I've been searching around stack exchange trying to find a good example on this but most of them seem to require less calculation than this one seems to take.
Find the minimal polynomial of $1+\sqrt[3]2+\sqrt[3]4$ over $\mathbb Q$.
The way I've been approaching it is $$x=1+\sqrt[3]2+\sqrt[3]4\Rightarrow x-1-\sqrt[3]2=\sqrt[3]4$$ then cubing both sides and working from there but it seems to take an awful lot of calculation. Is there a quicker way? I also tried to reverse engineer an answer by checking it on Wolfram Alpha but I think they gave me the wrong answer ($x^3-3x^2-3x-1$) because it wasn't working out for me. But maybe I just did the calculations wrong.

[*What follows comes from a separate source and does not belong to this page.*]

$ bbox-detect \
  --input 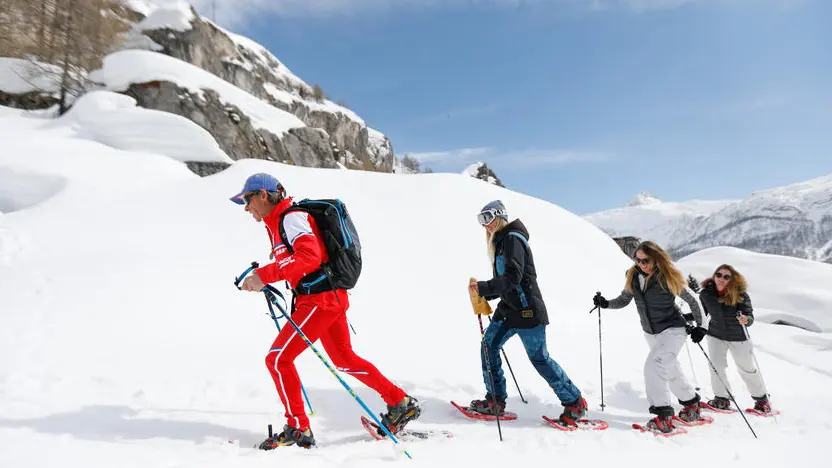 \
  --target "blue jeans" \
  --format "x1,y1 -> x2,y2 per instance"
480,320 -> 581,405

First note that $$1+\sqrt[3]2+\sqrt[3]4=\frac{2-1}{\sqrt[3]2-1}=\frac1{\sqrt[3]2-1}$$ The minimal polynomial of $\sqrt[3]2$ is $x^3-2$. That of $\sqrt[3]2-1$ can be found by substituting $x\to x+1$: $(x+1)^3-2=x^3+3x^2+3x-1$. The minimal polynomial of the original expression is then obtained by reversing the coefficients (to effect the reciprocal): $-x^3+3x^2+3x+1$ or $x^3-3x^2-3x-1$. Wolfram Alpha is right on this one.